My project has a high-priority requirement that would require bulk data processing, be more specific, we need to parse an Excel file with 500,000 rows by POI and insert these 500,000 rows into database. Since this would be a time-consuming task for the application server. My strategy is
1) Use JMS queue to process the JDBC operation, so once file upload is completed. An event will be sent to the listener and put the database operation into JMS queue
2) Instead of regular JDBC operation, batch update will be applied when actually updating the database
3) An email will be sent to the user when the update is completed
The question I have is
1) Will POI 3.2 be able to able to handle 500,000 rows at a time?
2) More important, is there any other alternative design what you could recommend to process bulk data from Excel to database?
In a somewhat similar situation I had to parse and load large XML files and store certain values in an Oracle database, roughly over 10 million rows per night. This was in a JBoss ESB environment. Some files were small, several KB, but some of them were large, for instance 20GB and over. Instead of reading and sticking so much data in the JMS queue, I simply had the process "lock" the XML file (rename it) and only sent the file name in the queue. Then the receiving action class would pick up that file and parse it with WoodStox and use Hibernate to do the DB inserts. This worked quite well and very fast, and with multiple threads (multiple files at once) that was configurable in the ESB settings.
Does the data have to be in Excel format? Can't it be in CSV? Most servicing systems that generate large amounts of data have an easier time generating CSV because it's plain text. Also, most databases provide utilities that allow you to bulk load CSVs into the database. The database provided utility is generally orders of magnitude faster than doing JDBC batch update operations yourself. You can make your JDBC batch updates as fast as the database utility, but it would require quite a bit of reinventing of the wheel to get there. By using database utility, you are tying yourself to the database. However, IMO, it's worth it.

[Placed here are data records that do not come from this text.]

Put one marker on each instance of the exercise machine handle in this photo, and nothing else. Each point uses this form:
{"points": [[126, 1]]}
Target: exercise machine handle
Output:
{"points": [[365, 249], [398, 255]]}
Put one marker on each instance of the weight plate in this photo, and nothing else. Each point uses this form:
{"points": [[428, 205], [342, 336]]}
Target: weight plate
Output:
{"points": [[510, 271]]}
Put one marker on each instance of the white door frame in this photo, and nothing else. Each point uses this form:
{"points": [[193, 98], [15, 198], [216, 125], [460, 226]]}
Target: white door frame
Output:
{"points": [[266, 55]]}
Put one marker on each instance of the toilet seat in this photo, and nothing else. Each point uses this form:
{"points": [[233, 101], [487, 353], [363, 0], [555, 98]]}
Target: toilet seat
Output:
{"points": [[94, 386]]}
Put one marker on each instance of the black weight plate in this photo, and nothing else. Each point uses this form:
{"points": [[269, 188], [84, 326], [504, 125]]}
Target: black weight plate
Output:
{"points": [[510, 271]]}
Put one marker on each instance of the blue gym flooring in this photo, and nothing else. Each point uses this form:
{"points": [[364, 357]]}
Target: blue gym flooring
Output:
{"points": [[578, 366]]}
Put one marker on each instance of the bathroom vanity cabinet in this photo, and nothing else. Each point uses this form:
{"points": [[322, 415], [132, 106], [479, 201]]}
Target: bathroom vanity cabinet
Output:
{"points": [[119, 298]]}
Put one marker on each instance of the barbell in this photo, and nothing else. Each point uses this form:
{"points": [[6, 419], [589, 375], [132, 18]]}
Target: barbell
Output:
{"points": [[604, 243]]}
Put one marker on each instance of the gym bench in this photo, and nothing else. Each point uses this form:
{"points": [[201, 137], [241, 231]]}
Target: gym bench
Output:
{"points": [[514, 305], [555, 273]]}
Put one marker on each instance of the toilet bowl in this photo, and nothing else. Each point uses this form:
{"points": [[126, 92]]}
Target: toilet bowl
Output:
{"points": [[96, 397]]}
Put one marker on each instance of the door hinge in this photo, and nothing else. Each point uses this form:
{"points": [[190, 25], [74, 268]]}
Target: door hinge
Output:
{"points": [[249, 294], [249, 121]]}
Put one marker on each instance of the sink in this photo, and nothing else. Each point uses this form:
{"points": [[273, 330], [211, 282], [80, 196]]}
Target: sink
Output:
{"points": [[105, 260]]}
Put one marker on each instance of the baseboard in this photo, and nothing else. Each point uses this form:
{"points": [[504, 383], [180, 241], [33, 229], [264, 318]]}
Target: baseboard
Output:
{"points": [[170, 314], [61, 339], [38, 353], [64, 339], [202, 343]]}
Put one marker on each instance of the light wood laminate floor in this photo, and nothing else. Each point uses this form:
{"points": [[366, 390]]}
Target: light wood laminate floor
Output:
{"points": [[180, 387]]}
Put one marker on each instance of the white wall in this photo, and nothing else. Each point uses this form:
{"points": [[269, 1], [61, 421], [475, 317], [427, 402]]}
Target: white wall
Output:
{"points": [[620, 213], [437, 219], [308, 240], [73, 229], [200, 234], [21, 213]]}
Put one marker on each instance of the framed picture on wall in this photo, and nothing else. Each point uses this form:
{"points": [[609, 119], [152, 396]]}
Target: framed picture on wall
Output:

If you can push back on the requirement and go for CSVs instead of Excel, you might not need background processing. We routinely load 300-400K worth of records using sqlldr within 10s. It;s not a good idea to run the sqlldr on the web server in the long run. It would be better to offload that processing to another node. However, if you are looking at something quick and dirty, or doing a proof of concept, you can always run sqlldr on the web server today, and then build the logic to run it on a different node later.
Yes, it would indeed be a good idea to see which loading or inserting tools you have with your database. You may also be able to tune your database further to perform faster on bulk inserts. For instance for Oracle, there are big performance differences in which tools or inserting methods you are using. Check this article out: http://dba-oracle.com/t_optimize_insert_sql_performance.htm
In the project I am working on , Excel file is the only choice they have at this point, and database is managed by another company so there will be political obstacle that has to be overcome in order to run SQL Loader directly on Oracle server. In this case, the solution has to be constrained to Excel file on J2EE container itself. Any choice other than JMS queue?